Pierwsza ważna informacja to to, iż program nie obejmował zwrotu kosztów przelotu. W przeciwieństwie do programu stypendialnego oferowanego przez Kendriya Hindi Sansthan (http://khsindia.org/index.php?lang=en), z którego korzysta większość wrocławskich studentów indologii, ICCR nie kupuje biletów lotniczych dla swoich polskich stypendystów. Procedura aplikowania w tej instytucji - KHS - jest też prostsza, ale nie ma żadnego wyboru w zakresie kierunku i miejsca studiów. Mimo iż Centralny Instytut Hindi (KHS, ang. CIH) posiada dziewięć ośrodków na terenie całego kraju, stypendia przeznaczone są tylko na naukę w Agrze, a przedmiot studiów to oczywiście język hindi. Co prawda obcokrajowcy mogą podjąć studia także w innych miejscach, jednak muszą sami je sobie sfinansować lub skorzystać z innego stypendium, na przykład proponowanego przez ICCR. Poniżej film upamiętniający Złoty Jubileusz KHS (niestety narracja tylko w hindi): 



Wracając jednak do stypendiów ICCRu, pokrywa ono koszt czesnego i wszelkich opłat uniwersyteckich. Raz na semestr studenci otrzymują też parę tysięcy rupii na książki, a w każdym miesiącu przelewane jest na konto kieszonkowe - chyba 4500 Rs. - z czego po opłaceniu stołówki w akademiku (2300 Rs. za miesiąc) zostaje ponad 2 000 na własne wydatki.
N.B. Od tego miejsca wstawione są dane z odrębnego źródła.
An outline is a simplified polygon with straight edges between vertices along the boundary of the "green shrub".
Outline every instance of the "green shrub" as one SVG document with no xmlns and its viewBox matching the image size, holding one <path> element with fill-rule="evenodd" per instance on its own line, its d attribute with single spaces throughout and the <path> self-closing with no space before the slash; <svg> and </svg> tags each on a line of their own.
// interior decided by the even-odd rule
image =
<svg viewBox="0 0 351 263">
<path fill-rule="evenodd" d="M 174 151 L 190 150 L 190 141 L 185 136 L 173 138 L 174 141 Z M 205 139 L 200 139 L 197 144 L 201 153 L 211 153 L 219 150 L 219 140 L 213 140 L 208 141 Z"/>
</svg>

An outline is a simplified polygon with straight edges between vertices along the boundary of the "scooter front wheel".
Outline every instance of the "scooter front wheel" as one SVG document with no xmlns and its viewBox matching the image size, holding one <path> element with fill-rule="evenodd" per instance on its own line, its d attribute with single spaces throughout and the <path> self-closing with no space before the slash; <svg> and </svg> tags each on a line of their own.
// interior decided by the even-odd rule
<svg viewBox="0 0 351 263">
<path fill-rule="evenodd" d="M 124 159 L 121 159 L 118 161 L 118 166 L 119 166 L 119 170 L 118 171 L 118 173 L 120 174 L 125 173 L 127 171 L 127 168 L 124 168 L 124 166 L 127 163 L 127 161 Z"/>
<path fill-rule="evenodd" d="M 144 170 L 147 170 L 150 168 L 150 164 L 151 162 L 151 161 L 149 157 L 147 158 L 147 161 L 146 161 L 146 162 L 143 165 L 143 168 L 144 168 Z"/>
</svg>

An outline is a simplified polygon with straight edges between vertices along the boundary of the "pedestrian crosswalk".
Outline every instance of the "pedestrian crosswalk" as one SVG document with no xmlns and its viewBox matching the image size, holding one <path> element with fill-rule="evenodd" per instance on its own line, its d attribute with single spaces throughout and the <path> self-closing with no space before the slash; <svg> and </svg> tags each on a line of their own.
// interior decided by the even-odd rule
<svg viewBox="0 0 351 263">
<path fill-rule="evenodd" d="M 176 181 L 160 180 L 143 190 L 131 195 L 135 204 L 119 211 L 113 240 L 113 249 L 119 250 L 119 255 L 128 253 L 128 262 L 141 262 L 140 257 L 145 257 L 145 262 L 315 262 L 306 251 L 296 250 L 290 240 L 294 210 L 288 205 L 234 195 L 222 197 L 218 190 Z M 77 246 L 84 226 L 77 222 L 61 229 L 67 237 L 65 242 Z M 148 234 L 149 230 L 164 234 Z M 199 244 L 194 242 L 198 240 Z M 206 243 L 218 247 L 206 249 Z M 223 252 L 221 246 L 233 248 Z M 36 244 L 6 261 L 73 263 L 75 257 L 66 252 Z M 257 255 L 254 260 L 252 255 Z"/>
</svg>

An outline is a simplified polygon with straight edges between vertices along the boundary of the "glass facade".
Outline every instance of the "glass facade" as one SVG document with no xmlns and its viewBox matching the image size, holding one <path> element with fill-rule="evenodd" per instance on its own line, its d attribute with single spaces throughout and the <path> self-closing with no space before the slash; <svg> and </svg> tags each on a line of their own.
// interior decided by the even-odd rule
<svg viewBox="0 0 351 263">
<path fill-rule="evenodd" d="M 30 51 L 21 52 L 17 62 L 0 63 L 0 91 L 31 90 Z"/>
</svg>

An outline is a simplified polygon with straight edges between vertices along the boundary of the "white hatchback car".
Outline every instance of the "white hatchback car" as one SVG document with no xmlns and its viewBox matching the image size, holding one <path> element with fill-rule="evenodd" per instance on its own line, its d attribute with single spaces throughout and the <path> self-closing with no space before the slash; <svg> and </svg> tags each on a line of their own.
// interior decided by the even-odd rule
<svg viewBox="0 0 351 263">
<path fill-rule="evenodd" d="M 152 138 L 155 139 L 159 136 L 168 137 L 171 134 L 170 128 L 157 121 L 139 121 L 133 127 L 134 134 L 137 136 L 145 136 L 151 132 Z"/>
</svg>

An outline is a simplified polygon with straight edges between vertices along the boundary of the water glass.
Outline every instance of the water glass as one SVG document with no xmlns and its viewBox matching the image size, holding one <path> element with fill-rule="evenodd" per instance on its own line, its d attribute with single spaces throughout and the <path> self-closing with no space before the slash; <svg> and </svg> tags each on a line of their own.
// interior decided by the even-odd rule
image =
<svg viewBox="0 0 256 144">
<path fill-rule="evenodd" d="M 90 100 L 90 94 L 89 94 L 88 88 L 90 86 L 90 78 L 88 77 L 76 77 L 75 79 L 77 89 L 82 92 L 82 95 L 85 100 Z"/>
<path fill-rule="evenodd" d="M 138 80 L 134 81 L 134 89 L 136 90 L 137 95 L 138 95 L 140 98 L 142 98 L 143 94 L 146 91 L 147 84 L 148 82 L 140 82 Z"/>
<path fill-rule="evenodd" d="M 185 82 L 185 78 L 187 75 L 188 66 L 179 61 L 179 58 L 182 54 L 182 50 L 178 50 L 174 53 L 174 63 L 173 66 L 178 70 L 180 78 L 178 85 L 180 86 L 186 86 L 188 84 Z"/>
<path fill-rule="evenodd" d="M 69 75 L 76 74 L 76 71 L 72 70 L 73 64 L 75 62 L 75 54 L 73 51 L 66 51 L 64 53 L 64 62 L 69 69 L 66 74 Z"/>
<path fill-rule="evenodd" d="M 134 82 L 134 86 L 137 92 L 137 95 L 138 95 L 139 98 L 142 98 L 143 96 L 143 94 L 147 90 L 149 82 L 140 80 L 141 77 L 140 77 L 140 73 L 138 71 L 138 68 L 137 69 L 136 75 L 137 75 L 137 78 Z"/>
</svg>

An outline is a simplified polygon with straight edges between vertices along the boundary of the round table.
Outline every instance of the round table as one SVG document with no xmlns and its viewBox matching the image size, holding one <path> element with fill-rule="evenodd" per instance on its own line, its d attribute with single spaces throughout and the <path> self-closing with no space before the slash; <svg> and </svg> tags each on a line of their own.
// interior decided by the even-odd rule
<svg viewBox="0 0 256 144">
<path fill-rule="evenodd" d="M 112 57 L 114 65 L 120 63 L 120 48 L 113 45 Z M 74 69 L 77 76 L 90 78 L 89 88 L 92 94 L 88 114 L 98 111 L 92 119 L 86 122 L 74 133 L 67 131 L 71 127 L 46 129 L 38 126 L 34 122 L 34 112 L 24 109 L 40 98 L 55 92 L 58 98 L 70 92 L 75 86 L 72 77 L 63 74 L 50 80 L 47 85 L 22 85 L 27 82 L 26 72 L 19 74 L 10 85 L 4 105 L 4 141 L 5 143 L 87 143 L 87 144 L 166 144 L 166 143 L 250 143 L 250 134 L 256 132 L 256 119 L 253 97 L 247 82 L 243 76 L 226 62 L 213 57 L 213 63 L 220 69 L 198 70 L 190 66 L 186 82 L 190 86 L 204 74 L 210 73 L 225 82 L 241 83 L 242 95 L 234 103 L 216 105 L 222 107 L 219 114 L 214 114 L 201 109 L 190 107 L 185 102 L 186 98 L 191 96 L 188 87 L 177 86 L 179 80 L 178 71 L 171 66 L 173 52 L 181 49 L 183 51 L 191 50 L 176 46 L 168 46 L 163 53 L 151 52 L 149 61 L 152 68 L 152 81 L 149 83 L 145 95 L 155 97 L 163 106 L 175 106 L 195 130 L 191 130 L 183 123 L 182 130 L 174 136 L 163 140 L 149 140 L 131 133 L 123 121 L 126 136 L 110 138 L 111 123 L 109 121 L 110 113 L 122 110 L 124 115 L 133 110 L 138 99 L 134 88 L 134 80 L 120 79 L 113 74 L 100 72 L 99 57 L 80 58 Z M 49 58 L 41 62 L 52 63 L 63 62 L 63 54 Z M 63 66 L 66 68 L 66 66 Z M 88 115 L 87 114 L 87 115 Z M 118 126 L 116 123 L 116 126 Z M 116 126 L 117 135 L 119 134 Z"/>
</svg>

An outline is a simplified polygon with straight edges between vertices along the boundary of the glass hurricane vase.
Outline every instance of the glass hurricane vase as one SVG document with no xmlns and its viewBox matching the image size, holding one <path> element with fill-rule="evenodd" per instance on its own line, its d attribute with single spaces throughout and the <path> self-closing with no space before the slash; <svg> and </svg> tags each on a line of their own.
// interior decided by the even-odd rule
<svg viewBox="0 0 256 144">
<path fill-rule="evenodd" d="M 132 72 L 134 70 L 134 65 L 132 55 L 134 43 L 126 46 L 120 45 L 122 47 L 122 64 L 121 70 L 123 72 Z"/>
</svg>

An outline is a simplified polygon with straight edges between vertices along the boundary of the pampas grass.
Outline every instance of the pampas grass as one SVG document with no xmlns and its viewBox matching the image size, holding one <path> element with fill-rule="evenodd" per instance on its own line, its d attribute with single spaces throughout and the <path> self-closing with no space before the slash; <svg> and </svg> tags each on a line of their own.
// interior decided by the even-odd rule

Na każdym piętrze znajduje się mała wspólna kuchnia z lodówką, mikrofalówką, zlewem, czajnikiem elektrycznym i  jednopalnikową kuchenką, więc na upartego można kupić garnek i samemu sobie gotować. Niestety opłata za jedzenie w stołówce jest obowiązkowa. Dodatkowo ICCR płaci za akademik lub - gdy ktoś zdecyduje się na zamieszkanie na zewnątrz - przekazuje pieniądze na wynajem w postaci ryczałtu wynoszącego  ok. 5 000 Rs. Ta kwota starcza na wynajęcie bardzo małego prostego pokoju lub złożenie się ze znajomymi na mieszkanie. W tym drugim przypadku trzeba jednak raczej jeszcze coś od siebie dołożyć. Wszystko zależy od dzielnicy i standardu. 

Szczerze mówiąc uważam w tej chwili, że to drugie  rozwiązanie jest najlepsze. Nawet, jeśli jest się zmuszonym dojeżdżać na uczelnię 40 minut metrem każdego dnia. Z drugiej strony w okolicy jest wiele osiedli mieszkaniowych, które wewnątrz wyglądają całkiem przyzwoicie. Poniżej zdjęcie z osiedla Vasant Kunj, gdzie mieszkają nasi znajomi. To co prawda południowa część miasta, z której bliżej jest do Południowego Kampusu, ale dla chcącego nic trudnego. Metro w Delhi jest szybkie i niedrogie, szczególnie, gdy wykupi się kartę. Wtedy nie trzeba za każdym razem stać w kolejce do kasy, a przejazdy są tańsze. W każdym razie w okolicach Północnego Kampusu też można znaleźć osiedla podobne do tego na zdjęciu.  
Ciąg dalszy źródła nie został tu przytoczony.